CSC Computing
CSC Compute Cluster
The CSC network has an experimental cluster set-up; this is described below. It uses SLURM to coordinate a job queue to ensure fair usage of compute resources. For SLURM documentation see SLURM Quick-Start Guide or SLURM overview.
Login-node
The head-node for the SLURM Cluster is athena which you can ssh into. However, this only has 6 cores (hyper-threaded) so is of little use for long-running jobs.
Compute nodes
There are currently 5 CPU compute nodes; each of these has 248GB RAM and 48 cores.
Compute nodes for csc-mphil partition:
- phy-cerberus4
- phy-cerberus5
- phy-cerberus6
Compute nodes for lsc partition:
- phy-cerberus7
- phy-cerberus8
Additionally 2 GPU compute nodes; each of these has 2 NVIDIA RTX5090 GPUs with 32GB RAM each.
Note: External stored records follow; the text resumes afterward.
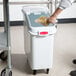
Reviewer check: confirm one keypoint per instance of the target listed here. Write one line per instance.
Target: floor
(64, 52)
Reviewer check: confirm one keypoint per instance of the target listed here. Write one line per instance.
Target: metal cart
(38, 39)
(5, 46)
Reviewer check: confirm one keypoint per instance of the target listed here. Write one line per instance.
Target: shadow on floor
(19, 62)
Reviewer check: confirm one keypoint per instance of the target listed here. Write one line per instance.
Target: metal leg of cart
(7, 71)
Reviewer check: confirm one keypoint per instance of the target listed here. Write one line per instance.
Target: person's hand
(42, 20)
(51, 19)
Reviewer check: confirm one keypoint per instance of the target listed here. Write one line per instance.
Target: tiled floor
(64, 52)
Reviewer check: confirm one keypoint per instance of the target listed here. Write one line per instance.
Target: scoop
(42, 20)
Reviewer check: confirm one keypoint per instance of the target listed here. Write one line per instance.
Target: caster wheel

They also have 32 CPU cores and 128GB RAM.
Compute nodes for csc-mphil-gpu partition:
- phy-thetis
- phy-damysus
SLURM scripting
A sample SLURM script for CPU jobs can be found at /lsc/opt/slurm/slurm_lsc.sh:
#!/usr/bin/bash #SBATCH --partition=lsc #SBATCH --time=00:02:00 #SBATCH --output=hostname-%A.out #SBATCH --mem=1GB #SBATCH --ntasks=8 #SBATCH --mail-type=ALL #SBATCH --account=pmb39 #SBATCH --clusters=CSC hostname date echo "SLURM Job ID = $SLURM_JOB_ID" echo "Procs = $SLURM_JOB_CPUS_PER_NODE" echo "Submission host = $SLURM_SUBMIT_HOST" echo "Submission dir = $SLURM_SUBMIT_DIR" sleep 10 date
To schedule this to run:
pmb39@athena $ sbatch /etc/default/slurm/slurm_lsc.sh
You should receive emails when the job starts and ends (due to the --mail-type=ALL line), and the output will go into the file hostname-N.out in your current directory where N is the job ID.
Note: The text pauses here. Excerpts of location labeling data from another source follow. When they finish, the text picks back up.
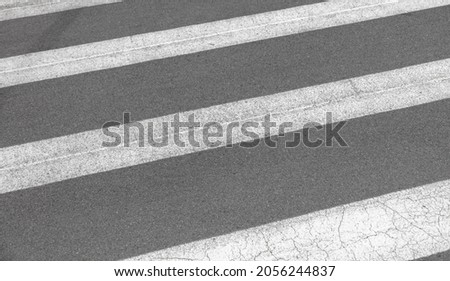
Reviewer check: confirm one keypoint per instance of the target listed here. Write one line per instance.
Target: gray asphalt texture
(444, 256)
(63, 106)
(91, 24)
(131, 211)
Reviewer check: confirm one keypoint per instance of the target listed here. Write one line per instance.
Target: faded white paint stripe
(13, 9)
(404, 225)
(196, 38)
(47, 161)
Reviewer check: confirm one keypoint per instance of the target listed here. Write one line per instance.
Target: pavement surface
(149, 207)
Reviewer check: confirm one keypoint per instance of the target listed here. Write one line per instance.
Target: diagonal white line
(404, 225)
(62, 158)
(191, 39)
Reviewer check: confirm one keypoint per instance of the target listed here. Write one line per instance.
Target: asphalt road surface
(147, 207)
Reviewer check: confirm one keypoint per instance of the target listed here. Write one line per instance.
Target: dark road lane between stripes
(444, 256)
(68, 105)
(131, 211)
(117, 20)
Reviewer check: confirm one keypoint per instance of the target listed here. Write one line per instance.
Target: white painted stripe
(62, 158)
(404, 225)
(191, 39)
(13, 9)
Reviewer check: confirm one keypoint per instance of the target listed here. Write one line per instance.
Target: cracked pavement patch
(404, 225)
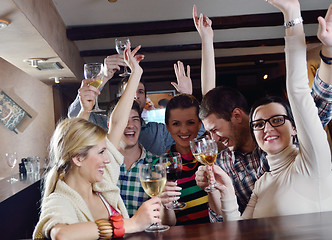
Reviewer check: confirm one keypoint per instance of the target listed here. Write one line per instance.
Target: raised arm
(112, 64)
(184, 83)
(122, 109)
(314, 147)
(208, 71)
(322, 86)
(325, 36)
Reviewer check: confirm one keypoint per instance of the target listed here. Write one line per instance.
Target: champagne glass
(153, 180)
(173, 163)
(120, 45)
(205, 151)
(95, 71)
(11, 161)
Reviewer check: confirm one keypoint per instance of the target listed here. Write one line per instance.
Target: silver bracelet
(293, 22)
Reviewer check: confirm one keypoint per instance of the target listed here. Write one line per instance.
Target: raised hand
(201, 177)
(225, 187)
(203, 24)
(87, 95)
(325, 28)
(112, 64)
(171, 193)
(131, 59)
(147, 214)
(184, 84)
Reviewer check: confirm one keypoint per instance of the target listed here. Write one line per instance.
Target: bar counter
(304, 226)
(19, 207)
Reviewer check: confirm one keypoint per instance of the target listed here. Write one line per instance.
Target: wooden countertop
(304, 226)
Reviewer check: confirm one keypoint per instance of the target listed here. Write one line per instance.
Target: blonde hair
(72, 137)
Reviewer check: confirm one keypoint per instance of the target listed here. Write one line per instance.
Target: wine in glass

To start an interactive session:
pmb39@athena $ srun --time=10:00 --partition=compute --clusters=csc --pty /bin/bash
For GPU jobs, you need to add the --gpus=N option. See /lsc/opt/slurm/slurm_gpu.sh which demonstrates how to check the number of GPUs you have access to.
#!/usr/bin/bash
#SBATCH --partition=csc-mphil-gpu
#SBATCH --time=00:02:00
#SBATCH --output=hostname-%A.out
#SBATCH --mem=1GB
#SBATCH --ntasks=1
#SBATCH --gpus=2
##SBATCH --mail-type=ALL
#SBATCH --account=pmb39
#SBATCH --clusters=CSC
echo "HELLO FROM CSC-MPHIL-GPU PARTITION!"
hostname
date
# Detect GPUs on system;
# will always output details for all GPUs on system
nvidia-smi
# Job information
echo "SLURM Job ID = $SLURM_JOB_ID"
echo "Procs = $SLURM_JOB_CPUS_PER_NODE"
echo "Submission host = $SLURM_SUBMIT_HOST"
echo "Submission dir = $SLURM_SUBMIT_DIR"
# Test that CUDA is functional: Only connects to one GPU
/lsc/opt/cuda-12.9/extras/demo_suite/bandwidthTest
# Use API to check for devices:
# Will detect either 1 or 2 GPUs depending on --gpus=N line above
/lsc/opt/cuda-12.9/extras/demo_suite/deviceQuery
sleep 20
date
Limits
These limits are experimental; they will be subject to tuning based on usage.
- LSC Cluster: max cores: 48; max run-time: 36 hours
- CSC Cluster: max cores: 48; max run-time: 6 hours
- CSC-GPU Cluster: max GPUs: 2; max run-time: 6 hours
Nodes are non-exclusive, so different users' jobs may share nodes, up to four separate jobs per node. If you need exclusive access to a node, specify a number of cores large enough, i.e. --ntasks 48 or --mem 248GB.
File-systems
Your home directory /home/raid/pmb39 (for example) is shared between all head and compute nodes as for other machines on the CSC network. Also, /data/athena/ is visible on all compute nodes.
For other output, each node has its own local disk. These are accessible to all machines on the CSC network via their name: /data/phy-cerberus4 So, in general you should pick a node to output to and output to that specific /data partition.
This is not an ideal set-up, as outputing from phy-cerberus4 to a disk on phy-cerberus5 is not efficient. If performance is a problem, let pmb39 know.